In studio four at Sky Sports’ Isleworth headquarters Jeff Stelling is setting the scene for a nostalgic journey back to 1970 with three Everton legends.

A fantasy fireside chat for Evertonians over a certain age is about to begin as Howard Kendall, Colin Harvey and Joe Royle settle into their leather seats. With wine glasses on the coffee table and city lights in the background, it is easy to forget it is a wet Monday lunchtime.

Kendall has just had some stray make-up removed from his suit lapel – “I can’t go home like that,” he jokes – and now the small talk about that evening’s Anfield derby stops and the memories come flooding back.

Sky’s Time of our Lives series revisits clubs’ golden eras and Royle needs little prompting to describe the 1970 team as Everton’s finest.

“We played great football and we turned into a winning machine,” he says. “Alan Ball, God bless him, used to say, ‘If you want to play football against us we’ll play you, if you want to battle us we’ll battle you, if you want to kick us we’ll kick you’.”

Stelling asks his guests to shed light on Harry Catterick, the architect of Everton championship-winning sides of both 1963 and 1970. “He ran it like a boot camp at times,” says Royle, as the trio portray an introverted figure, seldom seen on the training pitch and the polar opposite of his rival across the park, Bill Shankly.

Harvey says: “He never told you that you had a good game. If he helped you off with your shirt you thought, ‘Oh, I did all right today’.

“I always found it annoying that the talk was of Bill Nicholson, Matt Busby, Bill Shankly and Don Revie.
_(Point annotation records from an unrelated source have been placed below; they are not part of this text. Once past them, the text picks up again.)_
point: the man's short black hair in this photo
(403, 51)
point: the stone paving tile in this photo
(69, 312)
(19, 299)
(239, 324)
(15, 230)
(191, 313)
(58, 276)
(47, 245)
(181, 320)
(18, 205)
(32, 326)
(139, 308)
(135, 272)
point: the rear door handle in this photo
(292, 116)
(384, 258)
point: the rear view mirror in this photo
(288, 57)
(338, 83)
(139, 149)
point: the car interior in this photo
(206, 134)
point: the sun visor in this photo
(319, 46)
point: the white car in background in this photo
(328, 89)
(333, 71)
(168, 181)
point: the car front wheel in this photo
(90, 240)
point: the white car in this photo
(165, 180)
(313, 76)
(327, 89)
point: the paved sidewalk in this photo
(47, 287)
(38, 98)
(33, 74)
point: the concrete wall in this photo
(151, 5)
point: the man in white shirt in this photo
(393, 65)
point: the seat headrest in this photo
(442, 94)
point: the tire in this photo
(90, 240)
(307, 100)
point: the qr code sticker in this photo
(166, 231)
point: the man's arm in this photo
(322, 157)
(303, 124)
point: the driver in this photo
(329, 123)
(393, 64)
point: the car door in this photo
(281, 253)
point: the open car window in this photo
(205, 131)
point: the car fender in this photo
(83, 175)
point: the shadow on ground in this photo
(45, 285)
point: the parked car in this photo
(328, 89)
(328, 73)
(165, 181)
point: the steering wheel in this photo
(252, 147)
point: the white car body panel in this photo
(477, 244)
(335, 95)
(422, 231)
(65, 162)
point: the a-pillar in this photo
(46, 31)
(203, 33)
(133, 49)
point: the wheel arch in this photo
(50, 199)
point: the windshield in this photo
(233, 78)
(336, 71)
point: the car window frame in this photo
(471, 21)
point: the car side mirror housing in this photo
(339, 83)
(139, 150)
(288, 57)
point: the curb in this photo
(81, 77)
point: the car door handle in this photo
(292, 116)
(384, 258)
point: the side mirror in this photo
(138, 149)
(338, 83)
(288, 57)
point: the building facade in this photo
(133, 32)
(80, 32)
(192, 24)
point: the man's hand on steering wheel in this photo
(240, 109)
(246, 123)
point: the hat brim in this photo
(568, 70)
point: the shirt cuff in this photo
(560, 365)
His record almost stood up to theirs but because he didn’t court the press he didn’t get the recognition that they did.”

There may have been a ‘Beware of the Cat’ sign on the garage door at Bellefield, as Kendall recalls, but Catterick was a “very innovative” tactician.

“We were playing five in midfield – three in the middle and two wide men – and Joe up front on his own, which was unheard of anywhere,” says Harvey.